We’re Living in an Era of Overachievement
We’re living in an era obsessed with overachievement. Tech billionaires tout themselves as the sole architects of progress, preaching the virtues of moving fast and breaking things. Eager to emulate this mindset, companies chase disruption at all costs. But here’s the irony: marketing teams have spent the last decade moving fast and breaking things, only to find themselves stuck in an endless cycle of fixing. Fixing broken analytics. Fixing disconnected martech stacks. Fixing fractured messaging. Nothing is ever complete enough to set a new standard.
Content vs. Process
The Inc. article warns organizations not to overlook "hyper-performers." OK, you might say, who would argue differently? But what prompted my rant is the mischaracterization of hyper-performers based on a quote from a mid-1990s interview with Steve Jobs:
"Companies get confused. They want to replicate initial success, and a lot of them think somehow there’s some magic in the process. So, they try to institutionalize processes, and before long, people get confused that the process is the content."
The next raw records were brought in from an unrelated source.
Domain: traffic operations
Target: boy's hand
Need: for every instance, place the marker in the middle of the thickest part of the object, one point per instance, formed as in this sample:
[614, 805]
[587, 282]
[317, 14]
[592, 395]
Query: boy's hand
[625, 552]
That’s wrong. Process and content must be in balance for either one to achieve remarkable results. All remarkable content – including the content of a product and the experiential content that marketers create – is built on standardized, repeatable processes.
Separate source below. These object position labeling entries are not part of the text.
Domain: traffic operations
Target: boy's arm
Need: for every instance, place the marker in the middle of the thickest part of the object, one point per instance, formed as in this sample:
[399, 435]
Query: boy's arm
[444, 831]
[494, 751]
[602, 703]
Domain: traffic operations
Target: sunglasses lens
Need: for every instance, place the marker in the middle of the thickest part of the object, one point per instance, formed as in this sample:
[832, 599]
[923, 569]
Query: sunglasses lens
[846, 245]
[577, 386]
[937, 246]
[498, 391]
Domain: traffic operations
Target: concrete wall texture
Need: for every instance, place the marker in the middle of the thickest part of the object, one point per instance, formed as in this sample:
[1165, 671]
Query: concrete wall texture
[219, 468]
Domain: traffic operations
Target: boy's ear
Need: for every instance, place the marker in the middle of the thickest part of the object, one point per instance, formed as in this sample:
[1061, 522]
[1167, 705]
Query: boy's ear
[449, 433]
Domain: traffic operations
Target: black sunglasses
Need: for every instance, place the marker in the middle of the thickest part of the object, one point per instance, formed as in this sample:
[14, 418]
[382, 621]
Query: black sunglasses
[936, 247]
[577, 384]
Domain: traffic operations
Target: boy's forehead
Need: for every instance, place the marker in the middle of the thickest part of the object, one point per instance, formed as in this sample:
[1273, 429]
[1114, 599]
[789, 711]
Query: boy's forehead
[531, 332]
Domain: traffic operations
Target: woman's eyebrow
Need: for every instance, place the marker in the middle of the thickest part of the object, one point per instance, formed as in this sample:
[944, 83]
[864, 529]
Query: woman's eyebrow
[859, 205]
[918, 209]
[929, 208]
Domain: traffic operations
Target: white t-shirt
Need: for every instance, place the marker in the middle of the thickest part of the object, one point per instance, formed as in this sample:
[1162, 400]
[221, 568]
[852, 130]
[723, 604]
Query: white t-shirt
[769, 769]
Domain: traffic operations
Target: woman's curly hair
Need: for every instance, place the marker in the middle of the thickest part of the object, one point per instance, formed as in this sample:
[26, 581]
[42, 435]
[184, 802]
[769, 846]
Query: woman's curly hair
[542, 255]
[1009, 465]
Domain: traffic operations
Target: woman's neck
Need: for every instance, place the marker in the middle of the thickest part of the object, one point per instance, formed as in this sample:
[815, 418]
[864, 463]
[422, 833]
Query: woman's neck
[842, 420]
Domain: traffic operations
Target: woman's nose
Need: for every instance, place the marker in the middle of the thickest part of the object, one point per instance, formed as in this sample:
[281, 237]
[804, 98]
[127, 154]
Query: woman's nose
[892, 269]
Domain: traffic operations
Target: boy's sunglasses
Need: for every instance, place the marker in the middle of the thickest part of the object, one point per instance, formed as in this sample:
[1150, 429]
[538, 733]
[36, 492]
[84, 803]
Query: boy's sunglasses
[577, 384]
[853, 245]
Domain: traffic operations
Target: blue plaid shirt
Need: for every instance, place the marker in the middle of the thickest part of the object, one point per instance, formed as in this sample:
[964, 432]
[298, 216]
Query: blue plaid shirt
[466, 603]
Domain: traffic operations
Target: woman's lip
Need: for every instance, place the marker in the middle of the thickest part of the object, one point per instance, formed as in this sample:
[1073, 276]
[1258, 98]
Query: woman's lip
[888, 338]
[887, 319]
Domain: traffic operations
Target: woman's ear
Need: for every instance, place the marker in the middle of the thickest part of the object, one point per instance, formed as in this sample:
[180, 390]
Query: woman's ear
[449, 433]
The Value of Standard Processes
Most organizations have at least a few hyper-performers in content – creative or subject matter expert stars who bust their butts to craft remarkable things. In some organizations, these creators have no content standards or processes to follow. In others, the hyper-performers get excused from the established process to avoid disrupting their disruptiveness.
Without a standard operating process to establish what "remarkable" looks like, organizations struggle to spot the value these star employees generate. Let’s say you’re a new content leader at a company where the product marketing, brand, and PR teams all produce thought leadership without visibility into each other’s plans. As a result, the content often conflicts.
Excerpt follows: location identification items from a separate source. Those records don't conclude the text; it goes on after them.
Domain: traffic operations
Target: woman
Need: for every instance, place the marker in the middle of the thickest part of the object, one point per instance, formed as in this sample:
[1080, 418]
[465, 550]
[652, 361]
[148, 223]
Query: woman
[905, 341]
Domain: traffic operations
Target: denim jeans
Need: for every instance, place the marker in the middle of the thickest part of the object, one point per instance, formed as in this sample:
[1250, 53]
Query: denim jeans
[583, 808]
AI as Disruptive Hyper-Performer?
The promotion of generative AI as the "hyper-performer" in the proverbial content room illustrates my point. For example, OpenAI has advised people to prompt its new reasoning models in a particular way. But as Marketing AI Institute’s Mike Kaput notes in a recent LinkedIn post, many say doing the opposite of what OpenAI advises produces superior results.
The Power of Standard Processes
Taiichi Ohno, who pioneered the Toyota Production System, once said, "With no standard, there can be no improvement." That’s why the push for remarkable content in modern marketing must strike a balance with a collaborative process. Some of the most hyper-performing professionals I’ve met are managers who created a company-wide method for developing creative endeavors.
Conclusion
In conclusion, remarkable content and standardized processes are not mutually exclusive. In fact, they’re symbiotic. A great content process is like excellent plumbing: invisible and adaptable. It should foster improvisation and innovation by allowing for the integration of remarkable exceptions. And that brings me to my ultimate defense of the process person vs. content person. An innovative process is (or can be) content itself. Remarkable, standardized processes need the unique, out-of-the-box thinking, design, and execution associated with great products. And the teams responsible for the process are no less valuable or innovative than those who think up the things that process will produce.